A Night at the Chinese Opera

Scottish Opera, 2008

Credits | Reviews  ⇓

Projects

Nomination 2008 TMA Awards: Best Opera Production

 

 

 

Music by Judith Weir, 1987

Directed by Lee Blakeley

Stage and Costume Design by Jean-Marc Puissant

Lighting by Jenny Cane

 

 

 

Production Manager: Darren Joyce

Costume Supervisor: John Liddell

Images © courtesy of Scottish Opera

“Jean-Marc Puissants silk-screen set is suitably aphoristic
– a work of art in itself.”

The Financial Times

 

This first collaboration with director Lee Blakeley led us to explore the idea of framing a culture and a period in order to present a production relevant to a contemporary audience while preserving the core authenticity of the original work.

 

Judith Weir’s libretto weaves a 13th century Chinese tale into a contemporary opera composition. It develops notions of existential and physical journeys, mapping, oppression and independence.
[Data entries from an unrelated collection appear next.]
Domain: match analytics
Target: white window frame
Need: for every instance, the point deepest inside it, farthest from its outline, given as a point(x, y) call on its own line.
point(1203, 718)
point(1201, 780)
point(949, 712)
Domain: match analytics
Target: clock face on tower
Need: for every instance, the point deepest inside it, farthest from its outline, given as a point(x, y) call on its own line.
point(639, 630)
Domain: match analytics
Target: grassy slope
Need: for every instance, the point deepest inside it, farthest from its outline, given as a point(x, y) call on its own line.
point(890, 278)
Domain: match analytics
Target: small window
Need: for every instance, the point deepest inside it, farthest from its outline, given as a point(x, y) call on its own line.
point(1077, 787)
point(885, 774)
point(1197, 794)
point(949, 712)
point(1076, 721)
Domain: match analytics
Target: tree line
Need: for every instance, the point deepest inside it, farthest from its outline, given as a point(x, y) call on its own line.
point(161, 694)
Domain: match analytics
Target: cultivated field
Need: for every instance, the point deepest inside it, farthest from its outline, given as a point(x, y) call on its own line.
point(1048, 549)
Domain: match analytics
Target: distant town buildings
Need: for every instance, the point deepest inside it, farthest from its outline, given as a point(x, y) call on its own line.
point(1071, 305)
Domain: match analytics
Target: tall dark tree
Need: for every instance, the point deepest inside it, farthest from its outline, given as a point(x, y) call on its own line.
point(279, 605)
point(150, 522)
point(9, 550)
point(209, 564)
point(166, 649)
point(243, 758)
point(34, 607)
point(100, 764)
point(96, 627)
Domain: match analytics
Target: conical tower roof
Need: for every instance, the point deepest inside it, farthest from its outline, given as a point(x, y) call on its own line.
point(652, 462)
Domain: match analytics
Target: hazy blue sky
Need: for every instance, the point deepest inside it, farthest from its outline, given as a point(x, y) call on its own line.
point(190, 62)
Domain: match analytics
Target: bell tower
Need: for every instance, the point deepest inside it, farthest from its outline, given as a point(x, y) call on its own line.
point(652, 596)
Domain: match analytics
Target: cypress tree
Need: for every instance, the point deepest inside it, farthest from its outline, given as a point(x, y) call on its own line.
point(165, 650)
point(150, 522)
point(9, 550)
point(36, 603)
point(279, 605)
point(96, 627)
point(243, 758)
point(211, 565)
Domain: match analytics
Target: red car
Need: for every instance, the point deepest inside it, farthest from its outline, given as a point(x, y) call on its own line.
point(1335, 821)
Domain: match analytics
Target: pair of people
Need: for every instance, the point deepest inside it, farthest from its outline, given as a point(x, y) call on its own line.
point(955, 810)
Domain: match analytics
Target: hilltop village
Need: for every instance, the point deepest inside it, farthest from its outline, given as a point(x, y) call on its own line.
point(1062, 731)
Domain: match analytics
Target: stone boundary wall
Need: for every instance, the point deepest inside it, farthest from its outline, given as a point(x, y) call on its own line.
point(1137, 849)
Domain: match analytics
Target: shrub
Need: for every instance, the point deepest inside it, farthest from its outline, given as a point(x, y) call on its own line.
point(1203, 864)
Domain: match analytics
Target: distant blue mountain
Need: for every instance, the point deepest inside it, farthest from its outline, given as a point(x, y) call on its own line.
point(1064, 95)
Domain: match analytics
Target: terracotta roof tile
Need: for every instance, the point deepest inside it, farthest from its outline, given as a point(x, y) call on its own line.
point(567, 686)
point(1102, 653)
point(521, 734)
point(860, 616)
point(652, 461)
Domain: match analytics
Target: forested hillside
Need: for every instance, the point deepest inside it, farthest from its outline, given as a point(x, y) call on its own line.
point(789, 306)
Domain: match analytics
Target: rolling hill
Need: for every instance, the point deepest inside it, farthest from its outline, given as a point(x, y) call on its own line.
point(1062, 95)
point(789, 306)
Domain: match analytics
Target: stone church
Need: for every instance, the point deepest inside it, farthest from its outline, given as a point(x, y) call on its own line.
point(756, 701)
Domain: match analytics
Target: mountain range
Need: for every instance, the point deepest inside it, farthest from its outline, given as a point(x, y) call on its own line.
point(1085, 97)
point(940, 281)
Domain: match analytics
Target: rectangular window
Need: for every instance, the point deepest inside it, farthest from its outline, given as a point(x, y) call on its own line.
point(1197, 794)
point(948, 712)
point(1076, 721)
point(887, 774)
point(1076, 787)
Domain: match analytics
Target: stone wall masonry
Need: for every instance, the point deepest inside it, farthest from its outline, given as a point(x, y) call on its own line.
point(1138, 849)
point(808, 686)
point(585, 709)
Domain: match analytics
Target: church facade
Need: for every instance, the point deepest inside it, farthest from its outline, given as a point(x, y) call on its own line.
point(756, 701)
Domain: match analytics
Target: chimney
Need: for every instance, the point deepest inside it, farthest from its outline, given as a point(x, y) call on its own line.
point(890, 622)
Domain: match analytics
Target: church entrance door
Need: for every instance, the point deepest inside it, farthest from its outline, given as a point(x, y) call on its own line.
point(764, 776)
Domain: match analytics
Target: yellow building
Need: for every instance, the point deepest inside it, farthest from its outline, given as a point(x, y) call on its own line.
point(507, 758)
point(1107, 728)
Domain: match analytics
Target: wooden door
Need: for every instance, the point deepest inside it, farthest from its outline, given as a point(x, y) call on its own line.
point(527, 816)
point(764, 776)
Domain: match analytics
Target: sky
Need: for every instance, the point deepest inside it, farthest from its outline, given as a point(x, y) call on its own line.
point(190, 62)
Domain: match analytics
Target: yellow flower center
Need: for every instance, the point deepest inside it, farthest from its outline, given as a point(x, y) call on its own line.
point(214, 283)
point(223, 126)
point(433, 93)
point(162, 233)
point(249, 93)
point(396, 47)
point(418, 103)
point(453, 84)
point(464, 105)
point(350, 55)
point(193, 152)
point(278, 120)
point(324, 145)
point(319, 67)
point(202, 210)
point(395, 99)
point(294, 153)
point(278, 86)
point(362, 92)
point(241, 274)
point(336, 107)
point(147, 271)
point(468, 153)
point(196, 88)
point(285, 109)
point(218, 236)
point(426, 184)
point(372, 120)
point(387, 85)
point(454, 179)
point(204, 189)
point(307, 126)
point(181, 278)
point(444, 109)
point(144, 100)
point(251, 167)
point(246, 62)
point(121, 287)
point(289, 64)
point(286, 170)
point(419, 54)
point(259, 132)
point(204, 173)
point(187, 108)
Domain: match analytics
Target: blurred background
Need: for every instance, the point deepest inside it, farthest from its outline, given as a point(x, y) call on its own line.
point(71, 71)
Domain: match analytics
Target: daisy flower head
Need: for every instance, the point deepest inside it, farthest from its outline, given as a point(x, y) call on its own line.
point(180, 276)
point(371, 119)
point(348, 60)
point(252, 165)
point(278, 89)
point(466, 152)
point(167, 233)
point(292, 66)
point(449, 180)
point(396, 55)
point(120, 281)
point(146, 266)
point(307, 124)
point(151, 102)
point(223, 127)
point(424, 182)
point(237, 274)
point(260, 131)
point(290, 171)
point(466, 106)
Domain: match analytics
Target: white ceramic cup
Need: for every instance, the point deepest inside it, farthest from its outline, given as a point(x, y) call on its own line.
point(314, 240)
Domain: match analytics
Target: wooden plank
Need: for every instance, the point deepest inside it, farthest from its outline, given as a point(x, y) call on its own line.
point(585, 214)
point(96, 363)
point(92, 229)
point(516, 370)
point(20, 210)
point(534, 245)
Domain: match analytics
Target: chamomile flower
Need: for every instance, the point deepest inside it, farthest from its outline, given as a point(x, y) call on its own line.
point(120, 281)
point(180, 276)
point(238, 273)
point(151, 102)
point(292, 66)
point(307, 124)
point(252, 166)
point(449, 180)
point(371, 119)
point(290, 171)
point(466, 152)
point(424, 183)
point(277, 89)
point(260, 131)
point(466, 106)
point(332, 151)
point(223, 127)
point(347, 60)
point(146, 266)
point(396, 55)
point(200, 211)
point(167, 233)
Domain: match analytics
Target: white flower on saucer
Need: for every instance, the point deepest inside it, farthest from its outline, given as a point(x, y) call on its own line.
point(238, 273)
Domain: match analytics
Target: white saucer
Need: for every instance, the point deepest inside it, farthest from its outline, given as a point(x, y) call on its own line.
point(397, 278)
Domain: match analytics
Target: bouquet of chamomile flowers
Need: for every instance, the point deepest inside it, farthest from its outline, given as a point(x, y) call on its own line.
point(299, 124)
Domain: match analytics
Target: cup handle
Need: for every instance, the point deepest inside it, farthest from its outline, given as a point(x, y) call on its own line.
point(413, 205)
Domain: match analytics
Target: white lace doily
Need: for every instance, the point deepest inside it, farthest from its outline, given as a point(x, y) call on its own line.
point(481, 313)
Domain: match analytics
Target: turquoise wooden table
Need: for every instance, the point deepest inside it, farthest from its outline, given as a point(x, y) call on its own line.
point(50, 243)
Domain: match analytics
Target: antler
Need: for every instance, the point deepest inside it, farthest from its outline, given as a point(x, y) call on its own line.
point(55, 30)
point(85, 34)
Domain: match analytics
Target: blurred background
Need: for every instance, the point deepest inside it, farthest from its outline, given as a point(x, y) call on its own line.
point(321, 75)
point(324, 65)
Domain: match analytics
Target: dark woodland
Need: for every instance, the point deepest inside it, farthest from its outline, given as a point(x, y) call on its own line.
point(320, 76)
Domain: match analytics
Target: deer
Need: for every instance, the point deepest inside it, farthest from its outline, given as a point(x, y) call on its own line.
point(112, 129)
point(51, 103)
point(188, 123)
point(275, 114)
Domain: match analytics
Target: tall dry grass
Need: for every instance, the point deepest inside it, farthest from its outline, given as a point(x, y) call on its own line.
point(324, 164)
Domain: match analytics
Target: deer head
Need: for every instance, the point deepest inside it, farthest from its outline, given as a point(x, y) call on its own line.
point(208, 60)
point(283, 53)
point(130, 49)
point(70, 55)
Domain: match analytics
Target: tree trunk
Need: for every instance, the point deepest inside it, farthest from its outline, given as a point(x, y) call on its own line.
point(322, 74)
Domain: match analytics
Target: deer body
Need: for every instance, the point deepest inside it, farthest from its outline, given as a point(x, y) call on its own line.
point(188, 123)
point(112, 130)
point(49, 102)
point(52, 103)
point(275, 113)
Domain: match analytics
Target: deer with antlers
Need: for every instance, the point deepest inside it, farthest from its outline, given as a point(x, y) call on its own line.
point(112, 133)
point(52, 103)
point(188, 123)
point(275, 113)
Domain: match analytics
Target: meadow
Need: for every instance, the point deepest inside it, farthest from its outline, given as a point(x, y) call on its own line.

The protagonist follows a troupe of actors; their journey, and a play within a play, revealing hidden truths, driving the plot to an ever deeper understanding of the past and, eventually, allowing him to decide how to handle the present.

 

A semi-abstract, single set provides a frame within which metaphors, symbols and naturalistic situations can cohabitate. A medieval painting of a Chinese landscape reappears throughout the journey, in various scales and on various surfaces. The map drawn by the protagonist becomes a large silk kabuki drop guiding him towards knowledge. Medieval Chinese antics are used alongside western objects, symbols of colonialism, capitalism and firearms.

 

The Telegraph by Rupert Christiansen

Any reservations melted in the face of this seductively enchanting performance. (…) it is totally assured in style and execution. Jean-Marc Puissant’s simple but gorgeous designs avoid kitsch chinoiserie (…). A real treat, in sum – and I think the first-night audience was as surprised as I was at how much they relished it.

 

The Financial Times by Andrew Clark

Jean-Marc Puissant’s silk-screen set is suitably aphoristic – a work of art in itself. The costumes suggest a modern veneer – the Soldier’s machinegun stirs visions of Tibet – but the timeless spell is respected.

 

The Times by Hilary Finch

Blakeley and his designer, Jean-Marc Puissant, listen acutely to Weir’s music and respond with deft brush-strokes of image and movement. The opening dark moon, shattered jade vase and searching ray of light make the eye “see” the music: the luminous wind chords, pitched percussion and highly strung strings of Weir’s brilliantly tense evocations of a troubled China. A diagonal walkway and two towers serve for all three acts: Chao Lin’s home; the theatre stage; and the workers’ trench which becomes the quest-path to the mystical White Raven Mountain. (…) the production’s moments of visual beauty never upstage the thoughtful and detailed individual performances.

 

The Guardian by Andrew Clements

A tank’s gun barrel looms into view in the first few minutes of Scottish Opera’s new production of Judith Weir’s first opera, sweeping a porcelain vase to the ground. A Night at the Chinese Opera may be set in 14th-century provincial China when the country was threatened by Kublai Khan, but, as the matter-of-fact blending of historical periods and styles in Lee Blakeley’s staging (with designs by Jean-Marc Puissant) implies, repression and brutality have been constants in the country’s history.

 

The Opera Critic by Catriona Graham

Designer Jean-Marc Puissant has provided a semi-abstract set – a chest, Chinese vases, backcloths portraying Chinese painted landscapes, raised diagonal walkways for paths, canal-works etc. The costumes are quasi-modern. The hardest work falls to the former Actors, who form a Tai Chi chorus in the background, workers for civil engineering works as well as versatile actors in the play – part naturalistic, part shadow-play, part pantomime.

 

The Herald by Michael Tumelty

Jean-Marc Puissant’s economic designs (…) were consistent with Blakeley’s drive for clarity.